El Concilio de Éfeso (431) proclamó a María Theotókos, fuente y fundamento de todos los títulos marianos: los prejuicios ecuménicos contra la Virgen María acabarán, por eso, estrellándose siempre contra este título, que la Iglesia ensalzó y sacó adelante cuando era Una e Indivisa.

1: 3) Literatura patrística. La teología mariana de la Iglesia antigua es, de hecho, una cristología: un mirar directamente a Cristo, quien incita a hablar de la Virgen María como madre de Jesús, Cristo y Salvador, que es Dios. En términos generales cabe decir que, desde el doctor de la unidad san Ireneo (c. 180) hasta el concilio de Éfeso (431), hablar de María Madre de Dios (Theotókos) es, a la postre, hablar de Cristo. Por otra parte, la concepción virginal forma parte de los misterios de salvación, porque ella es el signo de «Dios entre nosotros» (Emmanuel).  A partir de Éfeso, la Iglesia va considerando poco a poco la expresión Theotókos como alabanza mariana. El V concilio ecuménico, o sea el  Constantinopla II (553) la confiesa propiamente y según verdad madre de Dios […] y así la confesó piadosamente madre de Dios el santo Concilio de Calcedonia (can. 6).

Será San Agustín el primero en discernir los componentes de esta maternidad divina cuando  precise que «solamente esta mujer es madre y virgen, no sólo en el espíritu, sino también en el cuerpo. No es madre según el espíritu de nuestra Cabeza, el Salvador, de quien más bien es espiritualmente hija, porque también ella está entre los que creyeron en él y que son llamados con razón hijos del esposo; pero ciertamente es madre de sus miembros, que somos nosotros, porque cooperó con su caridad para que nacieran en la Iglesia los fieles, miembros de aquella Cabeza de la que es efectivamente madre según el cuerpo» (s. virg. 6, 6).

No es preciso multiplicar textos (cf. Groupe des Dombes, Marie dans le dessein de Dieu et la communion des saints. I. Dans l’histoire et l’Écriture, Bayard Éditions / Centurion, París 1997, p. 23-29).   Concluyendo esta exposición conciliar y patrística, se puede afirmar que la razón fundamental de hablar de María como los Símbolos y Padres de la Iglesia lo hacen depende de esta doble preocupación: 1) Para tener en Cristo una fe “derecha”, conviene portar sobre María la mirada que no desvía de su Hijo, sino que, por el contrario, pertenece a la contemplación de los mismos misterios de Jesús; y 2) Jamás hay que decir de María la menor cosa que sea incompatible con el honor del Señor, es decir, con su identidad de hombre auténtico y de Dios verdadero.

Las fotos de los iconos marianos que incorporo a este trabajo son elocuentes y muestran bien a las claras el rumbo a seguir en el ecumenismo a propósito de la Virgen María.
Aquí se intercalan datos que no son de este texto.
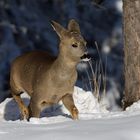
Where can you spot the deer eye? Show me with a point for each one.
(74, 45)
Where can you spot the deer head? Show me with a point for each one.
(72, 44)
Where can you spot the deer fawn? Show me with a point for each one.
(49, 79)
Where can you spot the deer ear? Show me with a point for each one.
(60, 30)
(73, 26)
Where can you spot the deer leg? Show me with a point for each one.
(23, 109)
(34, 109)
(69, 104)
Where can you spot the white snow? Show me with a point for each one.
(95, 122)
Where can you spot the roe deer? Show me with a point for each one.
(49, 79)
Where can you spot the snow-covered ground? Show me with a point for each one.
(95, 122)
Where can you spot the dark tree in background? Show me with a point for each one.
(132, 51)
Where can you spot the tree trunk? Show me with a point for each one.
(131, 28)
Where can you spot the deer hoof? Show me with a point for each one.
(75, 113)
(25, 113)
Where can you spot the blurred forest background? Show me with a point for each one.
(25, 26)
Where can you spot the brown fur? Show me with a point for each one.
(48, 79)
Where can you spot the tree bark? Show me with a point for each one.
(131, 26)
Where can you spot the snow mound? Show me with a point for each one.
(86, 103)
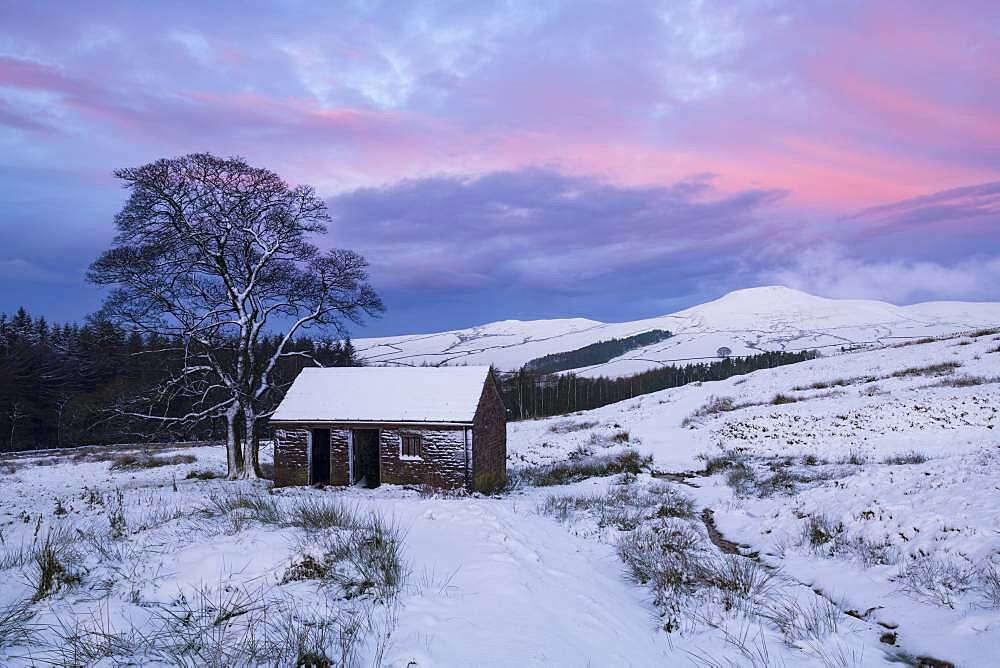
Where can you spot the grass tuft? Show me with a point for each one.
(130, 462)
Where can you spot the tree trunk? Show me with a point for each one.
(251, 460)
(234, 456)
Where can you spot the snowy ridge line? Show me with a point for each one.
(857, 346)
(746, 321)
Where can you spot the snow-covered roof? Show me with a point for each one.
(384, 394)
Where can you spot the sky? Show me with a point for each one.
(529, 159)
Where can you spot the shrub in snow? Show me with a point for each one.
(130, 461)
(929, 370)
(911, 457)
(813, 621)
(15, 624)
(52, 565)
(721, 462)
(563, 473)
(713, 406)
(780, 399)
(623, 507)
(937, 580)
(567, 426)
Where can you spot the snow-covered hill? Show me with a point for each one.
(746, 321)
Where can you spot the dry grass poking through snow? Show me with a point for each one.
(102, 567)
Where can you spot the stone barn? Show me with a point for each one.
(439, 426)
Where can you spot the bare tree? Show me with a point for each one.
(213, 254)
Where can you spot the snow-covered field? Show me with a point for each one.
(745, 321)
(869, 493)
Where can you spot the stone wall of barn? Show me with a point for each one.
(489, 440)
(441, 462)
(291, 457)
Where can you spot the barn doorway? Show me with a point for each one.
(320, 473)
(367, 468)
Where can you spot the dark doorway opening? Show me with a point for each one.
(366, 460)
(320, 474)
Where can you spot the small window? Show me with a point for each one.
(410, 446)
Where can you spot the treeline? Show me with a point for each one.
(530, 394)
(64, 385)
(595, 353)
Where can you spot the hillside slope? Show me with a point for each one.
(746, 321)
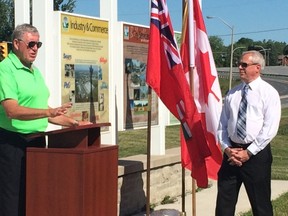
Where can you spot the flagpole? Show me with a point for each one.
(183, 213)
(148, 154)
(192, 65)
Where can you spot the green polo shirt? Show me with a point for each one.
(28, 88)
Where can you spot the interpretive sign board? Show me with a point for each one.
(135, 50)
(84, 66)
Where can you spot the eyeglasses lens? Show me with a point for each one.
(243, 64)
(31, 44)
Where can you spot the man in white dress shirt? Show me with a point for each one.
(248, 159)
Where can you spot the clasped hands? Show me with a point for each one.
(60, 110)
(237, 156)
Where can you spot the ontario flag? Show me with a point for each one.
(166, 76)
(201, 73)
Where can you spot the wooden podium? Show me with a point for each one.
(74, 176)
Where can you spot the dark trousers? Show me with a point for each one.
(255, 174)
(13, 171)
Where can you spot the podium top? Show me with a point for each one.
(82, 136)
(69, 129)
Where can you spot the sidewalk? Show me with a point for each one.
(206, 198)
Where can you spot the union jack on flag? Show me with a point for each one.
(166, 76)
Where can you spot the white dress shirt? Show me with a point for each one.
(263, 116)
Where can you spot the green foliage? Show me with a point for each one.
(273, 49)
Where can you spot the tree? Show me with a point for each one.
(219, 51)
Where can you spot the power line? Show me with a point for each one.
(255, 32)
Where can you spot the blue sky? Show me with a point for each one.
(255, 19)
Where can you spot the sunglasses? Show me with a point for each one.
(245, 65)
(31, 44)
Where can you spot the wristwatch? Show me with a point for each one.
(249, 153)
(75, 123)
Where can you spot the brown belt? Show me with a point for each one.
(239, 145)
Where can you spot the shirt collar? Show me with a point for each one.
(16, 61)
(255, 83)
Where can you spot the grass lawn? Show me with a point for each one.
(133, 142)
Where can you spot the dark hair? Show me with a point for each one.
(21, 29)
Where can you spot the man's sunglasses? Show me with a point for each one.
(245, 65)
(31, 44)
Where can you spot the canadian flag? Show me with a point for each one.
(200, 71)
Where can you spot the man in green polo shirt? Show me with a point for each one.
(23, 110)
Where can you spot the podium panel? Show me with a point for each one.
(72, 181)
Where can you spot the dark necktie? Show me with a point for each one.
(241, 121)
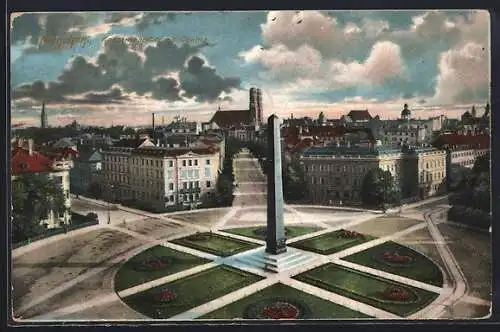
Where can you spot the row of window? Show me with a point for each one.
(336, 181)
(153, 162)
(463, 153)
(437, 176)
(434, 163)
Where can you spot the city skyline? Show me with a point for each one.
(305, 62)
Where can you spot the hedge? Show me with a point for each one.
(55, 231)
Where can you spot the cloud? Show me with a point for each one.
(464, 75)
(384, 62)
(306, 66)
(124, 63)
(51, 32)
(114, 95)
(285, 64)
(147, 19)
(203, 83)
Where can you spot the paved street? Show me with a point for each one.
(251, 185)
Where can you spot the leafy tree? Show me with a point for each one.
(293, 183)
(379, 188)
(33, 197)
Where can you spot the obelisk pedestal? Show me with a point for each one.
(275, 240)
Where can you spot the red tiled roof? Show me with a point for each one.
(359, 115)
(228, 119)
(474, 141)
(23, 162)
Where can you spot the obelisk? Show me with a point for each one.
(275, 241)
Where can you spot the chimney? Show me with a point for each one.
(30, 147)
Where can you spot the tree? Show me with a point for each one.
(33, 197)
(379, 188)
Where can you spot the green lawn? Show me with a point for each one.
(215, 244)
(421, 268)
(291, 231)
(191, 291)
(316, 308)
(327, 244)
(365, 288)
(129, 275)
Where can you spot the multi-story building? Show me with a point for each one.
(335, 173)
(115, 167)
(27, 160)
(426, 167)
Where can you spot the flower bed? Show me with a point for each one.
(399, 294)
(199, 237)
(153, 263)
(394, 259)
(276, 308)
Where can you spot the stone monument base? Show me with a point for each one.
(288, 260)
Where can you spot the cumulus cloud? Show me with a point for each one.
(202, 82)
(51, 32)
(464, 75)
(114, 96)
(307, 66)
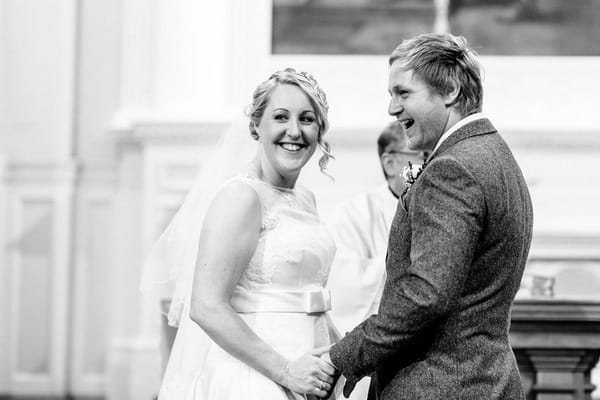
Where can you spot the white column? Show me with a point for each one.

Iconos como, por ejemplo,  la Odigitria (la que muestra el camino) lo dicen todo.

Aprovecho la oportunidad que me depara este mes de mayo para volver sobre un tema que expuse hace ya años en la Cátedra Pedro Arrupe ( Jesuitas de Maldonado 1-28006 Madrid). Del tono de ruegos y preguntas al final pudo ya entonces colegirse el creciente interés que el argumento habría de alcanzar con el paso del tiempo. Ojalá se estime que estas entregas que hoy inicio, pese a sus posibles limitaciones, resultan de alguna utilidad.